Transformative Thursdays: Lessons Learned from My Second Grader

My second grader is attending a new school and is learning first-hand how to make friends.  For the last few days, we’ve gotten the reports of “so and so doesn’t want to be my friend” or “so and so wouldn’t let me sit beside her today at lunch”.  As a parent, I had to quickly think how should we handle this—do we just “blow it off” because that’s the way kids are, do we ask who their parents are and try to contact them or do we make it a teachable moment?  I quickly decided to make it a teachable moment.

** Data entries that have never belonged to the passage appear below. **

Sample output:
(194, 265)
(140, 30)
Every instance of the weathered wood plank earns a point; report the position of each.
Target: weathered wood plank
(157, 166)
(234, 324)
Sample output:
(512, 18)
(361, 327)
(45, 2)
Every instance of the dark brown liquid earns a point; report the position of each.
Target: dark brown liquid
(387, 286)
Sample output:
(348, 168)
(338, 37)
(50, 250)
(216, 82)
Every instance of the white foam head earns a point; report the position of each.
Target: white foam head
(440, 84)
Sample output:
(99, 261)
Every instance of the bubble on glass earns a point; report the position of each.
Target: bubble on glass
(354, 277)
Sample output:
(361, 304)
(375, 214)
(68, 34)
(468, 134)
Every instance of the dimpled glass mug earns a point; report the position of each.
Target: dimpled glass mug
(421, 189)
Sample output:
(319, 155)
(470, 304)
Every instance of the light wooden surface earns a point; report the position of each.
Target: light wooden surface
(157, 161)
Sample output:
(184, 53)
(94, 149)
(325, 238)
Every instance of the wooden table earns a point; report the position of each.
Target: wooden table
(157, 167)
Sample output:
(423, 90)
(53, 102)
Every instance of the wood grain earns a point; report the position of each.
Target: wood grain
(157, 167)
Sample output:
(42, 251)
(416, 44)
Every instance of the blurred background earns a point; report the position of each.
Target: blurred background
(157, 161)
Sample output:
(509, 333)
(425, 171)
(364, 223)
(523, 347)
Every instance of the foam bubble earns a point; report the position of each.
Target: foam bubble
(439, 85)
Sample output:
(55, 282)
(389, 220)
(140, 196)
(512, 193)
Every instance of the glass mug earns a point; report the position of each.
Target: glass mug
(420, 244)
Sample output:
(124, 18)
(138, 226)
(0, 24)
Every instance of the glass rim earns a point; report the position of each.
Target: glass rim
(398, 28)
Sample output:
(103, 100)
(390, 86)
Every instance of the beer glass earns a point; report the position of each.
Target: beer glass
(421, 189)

I proceeded to tell her that in life, we all have people that don’t like us for one reason or another.  We can waste time trying to fit in or do whatever makes that person happy in order for us to fit in or we can move on.  I also told her that the Bible teaches us if we want friends, we have to show ourselves friendly (Prov. 17:17) and we talked about her asking them to be her friend.  We talked about all the things the “mean girls” were missing out on by not being her friend (a quick lesson in self-esteem—you are valuable and special regardless of what anybody says).  We also prayed and asked the Lord to give her wisdom to choose the right friends and make good decisions.  After a good discussion, I allowed her to choose her course of action.  She decided to try asking the girls to be her friend.  A few days later, one of the two girls had decided to be her friend.

While this is a “childish” story, there are many life lessons to be gained:

  1. There’s no need to waste time trying to fit in if you can’t be yourself.

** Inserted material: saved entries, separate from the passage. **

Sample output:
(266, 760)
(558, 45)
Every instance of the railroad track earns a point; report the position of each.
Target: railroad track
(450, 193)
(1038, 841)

  2. Choose friendships/relationships wisely.
  3. There’s no need to rush into friendships. Take time and figure out who you really want and need to connect with.

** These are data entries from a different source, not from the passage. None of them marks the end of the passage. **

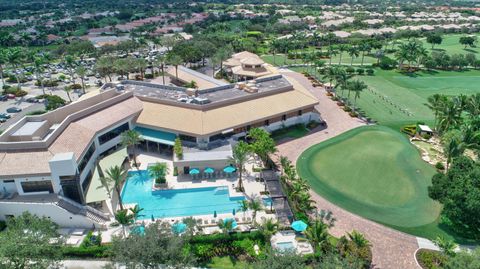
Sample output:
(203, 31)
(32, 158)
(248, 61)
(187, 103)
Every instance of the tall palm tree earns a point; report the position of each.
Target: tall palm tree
(341, 49)
(81, 73)
(436, 103)
(240, 155)
(14, 57)
(317, 233)
(124, 219)
(353, 53)
(114, 177)
(358, 239)
(160, 62)
(255, 205)
(131, 139)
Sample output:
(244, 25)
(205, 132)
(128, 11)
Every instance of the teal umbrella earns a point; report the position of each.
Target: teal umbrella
(194, 171)
(179, 227)
(229, 169)
(209, 170)
(299, 226)
(234, 223)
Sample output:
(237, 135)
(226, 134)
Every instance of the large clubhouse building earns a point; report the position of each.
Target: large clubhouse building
(51, 164)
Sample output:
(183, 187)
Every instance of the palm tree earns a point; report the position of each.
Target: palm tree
(124, 219)
(255, 205)
(341, 48)
(81, 73)
(269, 227)
(136, 211)
(353, 53)
(67, 90)
(317, 233)
(14, 57)
(115, 176)
(240, 155)
(436, 103)
(131, 139)
(243, 206)
(446, 246)
(358, 239)
(356, 86)
(158, 171)
(160, 62)
(175, 60)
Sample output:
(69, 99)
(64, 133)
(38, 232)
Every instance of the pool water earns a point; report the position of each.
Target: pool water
(175, 202)
(285, 246)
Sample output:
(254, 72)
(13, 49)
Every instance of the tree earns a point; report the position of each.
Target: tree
(446, 246)
(262, 143)
(467, 41)
(157, 246)
(458, 196)
(434, 39)
(114, 177)
(159, 171)
(255, 205)
(124, 219)
(30, 242)
(131, 139)
(240, 155)
(175, 60)
(317, 233)
(81, 73)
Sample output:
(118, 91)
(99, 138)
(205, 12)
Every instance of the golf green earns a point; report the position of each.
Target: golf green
(373, 172)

  4. No situation is ever too trivial or small to pray about and ask for wisdom.
  5. Every moment can be a teachable moment.
  6. Allow your children to grow up and make decisions even at a young age.
  7. Allow your children to be responsible and take personal responsibility for their actions rather than hovering over their every move.
  8. Listen to your children and don’t brush “little things” off. They can be HUGE in their eyes.
  9. Teach your children that they are valuable and worthy of having the best.